It’s environmentalism gone high-end, not the other way around. Guests are expected to appreciate the use of natural cleaning products and low-consumption light bulbs along with the high-thread count sheets and the private hot tub. And if simply patronizing such a worthy establishment feels inadequate, the resort also offers the option of offsetting the carbon generated by air travel to Costa Rica, or even a year’s worth of driving, by contributing to the resort’s efforts to preserve the cloud forest.

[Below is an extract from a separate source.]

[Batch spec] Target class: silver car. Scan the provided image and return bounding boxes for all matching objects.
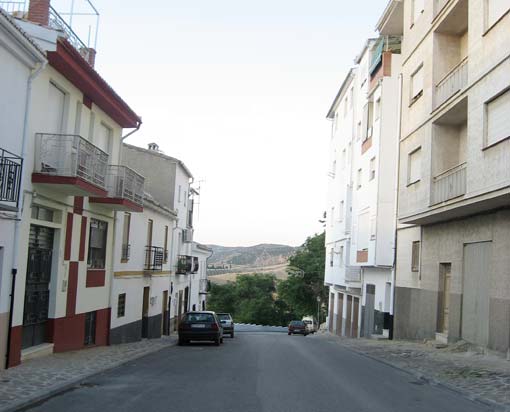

As ecotourism is best experienced outside of one’s hotel room, El Silencio is designed to help visitors explore the tropical forest via foot, horse, river raft, mountain bike or even zip-line. An “eco-concierge” is always on hand to coordinate various jungle expeditions and to make recommendations based on visitors’ personal interests. When it’s time to unwind, the spa offers a range of treatments, from a simple massage to an hour in the mysterious Conical room, which, we are told, channels the healing powers of the lush jungle setting — and there’s a lovely open-air yoga studio available as well.

The restaurant serves a variety of Costa Rican-inspired international dishes, and the unifying theme is El Silencio’s favorite concept: “wellness.” This extends to the dinner as well as the diner: rest assured that your chicken once roamed happily on a nearby farm, and that your salad greens were allowed to grow blissfully free of chemical pesticides. There’s no red meat on the menu, but if you find that a long day exploring the cloud forest requires nothing less than a steak, the resort won’t judge you; they’ll present you with a voucher for a nearby restaurant.